When it comes to IO, one should specify whether a file is to be opened in utf8 or raw byte mode:<lang Perl>open IN, "<:utf8", "file_utf"; open OUT, ">:raw", "file_byte";</lang> The default of IO behavior can also be set in PERL_UNICODE.

However, when your program interacts with the environment, you may still run into tricky spots if you have imcompatible locale settings or your OS is not using unicode; that's not what Perl has control over, unfortunately.

Perl 6

Perl 6 programs and strings are all in Unicode, specced (but not yet entirely implemented) to operate at a grapheme abstraction level, which is agnostic to underlying encodings or normalizations. (These are generally handled at program boundaries.) Opened files default to UTF-8 encoding. All Unicode character properties are in play, so any appropriate characters may be used as parts of identifiers, whitespace, or user-defined operators. For instance:

<lang perl6>sub prefix:<∛> ($𝕏) { $𝕏 ** (1/3) } say ∛27; # prints 3</lang>

Non-Unicode strings are represented as Buf types rather than Str types, and Unicode operations may not be applied to Buf types without some kind of explicit conversion. Only ASCIIish operations are allowed on buffers.

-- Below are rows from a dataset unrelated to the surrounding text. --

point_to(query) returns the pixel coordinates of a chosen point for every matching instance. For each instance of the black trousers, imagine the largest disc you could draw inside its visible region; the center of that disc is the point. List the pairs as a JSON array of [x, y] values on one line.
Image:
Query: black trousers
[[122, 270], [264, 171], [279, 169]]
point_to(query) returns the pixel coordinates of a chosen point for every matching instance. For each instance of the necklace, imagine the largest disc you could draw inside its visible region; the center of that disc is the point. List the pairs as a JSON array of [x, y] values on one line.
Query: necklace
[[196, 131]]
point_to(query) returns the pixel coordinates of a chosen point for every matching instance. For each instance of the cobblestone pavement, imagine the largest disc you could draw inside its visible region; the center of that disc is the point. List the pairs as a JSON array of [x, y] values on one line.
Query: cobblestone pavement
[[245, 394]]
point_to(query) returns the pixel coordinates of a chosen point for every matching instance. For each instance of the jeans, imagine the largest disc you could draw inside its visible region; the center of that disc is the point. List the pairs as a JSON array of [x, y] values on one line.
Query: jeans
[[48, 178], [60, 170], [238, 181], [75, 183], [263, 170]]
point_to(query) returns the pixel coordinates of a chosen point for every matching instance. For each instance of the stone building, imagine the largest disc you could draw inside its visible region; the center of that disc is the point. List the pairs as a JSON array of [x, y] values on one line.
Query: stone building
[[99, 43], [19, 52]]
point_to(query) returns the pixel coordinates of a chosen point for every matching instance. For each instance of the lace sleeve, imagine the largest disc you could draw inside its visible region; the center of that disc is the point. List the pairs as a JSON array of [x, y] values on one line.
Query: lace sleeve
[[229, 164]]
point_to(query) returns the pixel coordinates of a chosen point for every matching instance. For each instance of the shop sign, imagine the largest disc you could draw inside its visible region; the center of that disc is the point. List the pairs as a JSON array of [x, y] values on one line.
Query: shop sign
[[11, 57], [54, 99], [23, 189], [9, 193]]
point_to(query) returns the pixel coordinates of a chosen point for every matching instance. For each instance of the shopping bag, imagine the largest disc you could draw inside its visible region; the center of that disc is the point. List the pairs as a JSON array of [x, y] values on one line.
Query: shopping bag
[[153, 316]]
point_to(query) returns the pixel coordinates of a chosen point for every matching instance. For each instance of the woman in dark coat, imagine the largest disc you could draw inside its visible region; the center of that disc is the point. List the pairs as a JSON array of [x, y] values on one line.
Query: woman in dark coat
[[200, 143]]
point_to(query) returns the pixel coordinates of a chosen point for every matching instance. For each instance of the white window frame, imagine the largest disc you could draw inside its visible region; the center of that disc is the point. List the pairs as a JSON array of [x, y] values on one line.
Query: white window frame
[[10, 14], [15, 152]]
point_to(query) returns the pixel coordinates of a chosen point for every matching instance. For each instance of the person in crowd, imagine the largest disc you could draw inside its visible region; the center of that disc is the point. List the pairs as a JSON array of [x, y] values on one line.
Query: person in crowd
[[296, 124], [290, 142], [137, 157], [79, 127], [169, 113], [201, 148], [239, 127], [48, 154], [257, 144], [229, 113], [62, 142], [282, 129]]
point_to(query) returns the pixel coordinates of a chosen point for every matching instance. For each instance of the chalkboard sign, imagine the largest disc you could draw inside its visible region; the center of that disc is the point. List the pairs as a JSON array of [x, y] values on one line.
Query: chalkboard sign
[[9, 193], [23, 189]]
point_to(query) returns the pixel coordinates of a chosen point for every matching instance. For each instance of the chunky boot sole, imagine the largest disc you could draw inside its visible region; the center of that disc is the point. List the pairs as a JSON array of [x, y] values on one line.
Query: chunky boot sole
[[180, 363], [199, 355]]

As things develop, Perl 6 intends to support Unicode even better than Perl 5, which already does a great job in recent versions of accessing nearly all Unicode 6.0 functionality. Perl 6 improves on Perl 5 primarily by offering explicitly typed strings that always know which operations are sensical and which are not.

PicoLisp

PicoLisp can directly handle _only_ Unicode (UTF-8) strings. So the problem is rather how to handle non-Unicode strings: They must be pre- or post-processed by external tools, typically with pipes during I/O. For example, to read a line from a file in 8859 encoding: <lang PicoLisp>(in '(iconv "-f" "ISO-8859-15" "file.txt") (line))</lang>

ZX Spectrum Basic

The ZX Spectrum does not have native Unicode support. However, it does support user defined graphics, which makes it is possible to create custom characters in the UDG area. However, there is only 48k of memory available on a traditional rubber key ZX Spectrum, (or 128k on some of the plus versions), and 510k would be needed to store the Unicode characters for display, so Unicode is not really viable on this platform.